À une victoire du titre: Genève en plante 7 à Bienne(09:39)

Après la gifle 7-1
Tant Genève que Bienne veulent minimiser ce large succès

Samedi soir, Genève a largement battu Bienne 7-1 lors de l'Acte V de la finale. Les Grenat ne sont qu'à une victoire du titre. Mais dans les deux vestiaires, la portée de ce score importe peu.
Publié: 23.04.2023 à 09:02 heures
Teemu Hartikainen a inscrit le 4-0.

«Que ce soit une victoire 7-1 ou 1-0, cela rapporte toujours un point.» Cette tournure de phrase fait partie des poncifs entendus après pareilles déculottées en play-off. Et dans le camp des vaincus, on remplace victoire par défaite et le ton demeure le même.

Dans les couloirs des Vernets, rien ne laissait entrevoir qu'une équipe avait battu l'autre avec six buts d'écart. «J'ai déjà oublié, a lâché le défenseur biennois Robin Grossmann. Pour moi c'est facile.» Avec ses deux titres de champion, l'ancien joueur de Davos, Zoug et Lausanne ne va pas ruminer ce revers bien longtemps: «On n'a pas trouvé la solution aujourd'hui. Après les trois premiers buts, on a compris que ce serait très difficile. Genève a eu ces petites choses qui font la différence.
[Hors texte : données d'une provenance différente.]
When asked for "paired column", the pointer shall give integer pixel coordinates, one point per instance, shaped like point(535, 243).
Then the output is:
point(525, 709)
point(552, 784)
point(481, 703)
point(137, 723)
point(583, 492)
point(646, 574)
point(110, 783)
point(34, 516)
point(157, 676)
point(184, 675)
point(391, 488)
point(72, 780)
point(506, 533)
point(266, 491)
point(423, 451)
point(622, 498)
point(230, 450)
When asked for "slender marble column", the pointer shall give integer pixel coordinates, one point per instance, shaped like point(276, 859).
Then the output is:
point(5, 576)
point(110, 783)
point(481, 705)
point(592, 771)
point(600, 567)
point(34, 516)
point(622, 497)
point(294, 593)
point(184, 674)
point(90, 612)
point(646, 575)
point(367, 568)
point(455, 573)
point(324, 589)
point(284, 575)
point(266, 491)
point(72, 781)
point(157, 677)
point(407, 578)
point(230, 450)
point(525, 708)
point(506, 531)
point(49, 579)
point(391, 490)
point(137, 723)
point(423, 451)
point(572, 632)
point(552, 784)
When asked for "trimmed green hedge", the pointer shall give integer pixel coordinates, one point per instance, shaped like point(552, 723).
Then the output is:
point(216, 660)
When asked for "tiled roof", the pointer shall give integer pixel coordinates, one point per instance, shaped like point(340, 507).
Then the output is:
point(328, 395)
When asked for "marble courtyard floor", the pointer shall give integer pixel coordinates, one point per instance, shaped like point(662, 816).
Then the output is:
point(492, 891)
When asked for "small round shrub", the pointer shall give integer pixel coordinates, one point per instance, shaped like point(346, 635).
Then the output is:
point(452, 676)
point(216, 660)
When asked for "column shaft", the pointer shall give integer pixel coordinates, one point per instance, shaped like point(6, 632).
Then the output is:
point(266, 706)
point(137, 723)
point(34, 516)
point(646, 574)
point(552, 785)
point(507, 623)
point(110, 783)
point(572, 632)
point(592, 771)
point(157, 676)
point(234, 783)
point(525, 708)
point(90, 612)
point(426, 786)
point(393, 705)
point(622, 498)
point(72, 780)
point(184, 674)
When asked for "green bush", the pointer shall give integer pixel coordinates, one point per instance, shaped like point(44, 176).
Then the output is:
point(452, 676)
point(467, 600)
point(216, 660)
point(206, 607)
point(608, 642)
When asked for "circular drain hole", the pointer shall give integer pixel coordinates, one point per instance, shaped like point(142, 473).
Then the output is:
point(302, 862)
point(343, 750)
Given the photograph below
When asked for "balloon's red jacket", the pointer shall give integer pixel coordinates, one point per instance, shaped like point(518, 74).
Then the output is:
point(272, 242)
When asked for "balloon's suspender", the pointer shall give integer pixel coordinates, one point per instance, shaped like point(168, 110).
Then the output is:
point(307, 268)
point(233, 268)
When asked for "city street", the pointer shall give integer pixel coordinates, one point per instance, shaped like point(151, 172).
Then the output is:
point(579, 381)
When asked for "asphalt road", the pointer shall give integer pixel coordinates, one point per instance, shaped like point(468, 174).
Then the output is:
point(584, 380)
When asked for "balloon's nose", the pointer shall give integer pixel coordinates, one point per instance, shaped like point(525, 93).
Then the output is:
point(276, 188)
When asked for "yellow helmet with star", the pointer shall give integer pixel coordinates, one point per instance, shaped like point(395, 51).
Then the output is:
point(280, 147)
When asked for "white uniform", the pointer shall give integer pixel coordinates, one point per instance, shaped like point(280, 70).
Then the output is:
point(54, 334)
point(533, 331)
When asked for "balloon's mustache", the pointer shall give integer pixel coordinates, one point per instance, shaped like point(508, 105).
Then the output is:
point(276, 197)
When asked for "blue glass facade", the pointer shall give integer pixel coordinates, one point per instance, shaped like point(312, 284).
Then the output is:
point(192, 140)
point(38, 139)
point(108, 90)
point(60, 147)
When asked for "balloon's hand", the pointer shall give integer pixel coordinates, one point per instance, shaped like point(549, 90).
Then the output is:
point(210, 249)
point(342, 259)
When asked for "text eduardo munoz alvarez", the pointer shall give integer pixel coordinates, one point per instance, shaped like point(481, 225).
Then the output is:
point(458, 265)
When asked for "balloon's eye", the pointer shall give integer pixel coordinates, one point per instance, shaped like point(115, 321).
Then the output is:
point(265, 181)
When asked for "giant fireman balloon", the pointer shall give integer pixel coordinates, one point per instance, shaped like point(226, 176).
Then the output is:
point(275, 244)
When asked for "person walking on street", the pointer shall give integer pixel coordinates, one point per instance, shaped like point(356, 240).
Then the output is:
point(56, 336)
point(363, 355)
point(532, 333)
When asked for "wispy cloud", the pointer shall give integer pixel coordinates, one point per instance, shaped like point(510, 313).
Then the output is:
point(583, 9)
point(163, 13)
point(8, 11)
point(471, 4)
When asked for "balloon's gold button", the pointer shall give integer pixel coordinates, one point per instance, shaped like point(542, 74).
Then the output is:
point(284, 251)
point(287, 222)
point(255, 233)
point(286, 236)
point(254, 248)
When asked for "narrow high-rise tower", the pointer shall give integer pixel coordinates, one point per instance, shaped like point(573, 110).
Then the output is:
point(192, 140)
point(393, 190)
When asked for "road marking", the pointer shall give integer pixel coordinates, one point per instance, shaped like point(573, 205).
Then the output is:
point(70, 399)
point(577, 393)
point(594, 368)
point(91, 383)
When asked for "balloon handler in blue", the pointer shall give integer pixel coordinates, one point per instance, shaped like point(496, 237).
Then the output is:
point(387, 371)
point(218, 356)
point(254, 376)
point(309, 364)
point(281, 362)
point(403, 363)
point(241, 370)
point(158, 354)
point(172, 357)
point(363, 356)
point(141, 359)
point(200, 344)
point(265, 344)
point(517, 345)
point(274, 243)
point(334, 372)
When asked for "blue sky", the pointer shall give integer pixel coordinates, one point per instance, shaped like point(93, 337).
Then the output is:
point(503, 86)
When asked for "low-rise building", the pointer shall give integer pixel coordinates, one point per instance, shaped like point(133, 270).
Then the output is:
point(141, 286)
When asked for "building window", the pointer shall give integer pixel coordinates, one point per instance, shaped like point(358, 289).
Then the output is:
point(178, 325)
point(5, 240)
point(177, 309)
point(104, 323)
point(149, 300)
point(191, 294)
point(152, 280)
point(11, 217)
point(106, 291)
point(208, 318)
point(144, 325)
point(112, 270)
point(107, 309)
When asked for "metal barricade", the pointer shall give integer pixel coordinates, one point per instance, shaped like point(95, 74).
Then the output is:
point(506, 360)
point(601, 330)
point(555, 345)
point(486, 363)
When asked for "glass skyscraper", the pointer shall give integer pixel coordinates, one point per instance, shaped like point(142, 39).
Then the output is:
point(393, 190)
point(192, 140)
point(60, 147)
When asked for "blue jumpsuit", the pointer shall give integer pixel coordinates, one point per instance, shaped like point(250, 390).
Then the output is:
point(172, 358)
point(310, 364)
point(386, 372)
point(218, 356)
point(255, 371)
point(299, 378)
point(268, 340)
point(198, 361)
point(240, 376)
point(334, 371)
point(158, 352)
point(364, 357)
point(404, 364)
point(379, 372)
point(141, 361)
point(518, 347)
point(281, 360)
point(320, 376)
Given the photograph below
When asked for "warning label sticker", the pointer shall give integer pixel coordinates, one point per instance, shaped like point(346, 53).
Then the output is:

Et c'est vrai qu'après, on a un peu perdu la tête.»

Pas d'euphorie

Au sein du vestiaire grenat, pas l'ombre d'un début d'euphorie. Du coach Jan Cadieux au capitaine Noah Rod, personne ne voulait faire de ce net succès une marque indélébile portée au moral des Seelandais. «On a fait un bon match, on a concrétisé nos occasions, a analysé Noah Rod. Ce n'est pas fini, c'est le message qu'on a fait passer dans le vestiaire, on va contrôler ce qu'on peut contrôler. Dimanche, on a un jour de repos, on va le prendre avec plaisir et profiter d'être en famille. Et lundi, on reprendra les choses sérieuses.»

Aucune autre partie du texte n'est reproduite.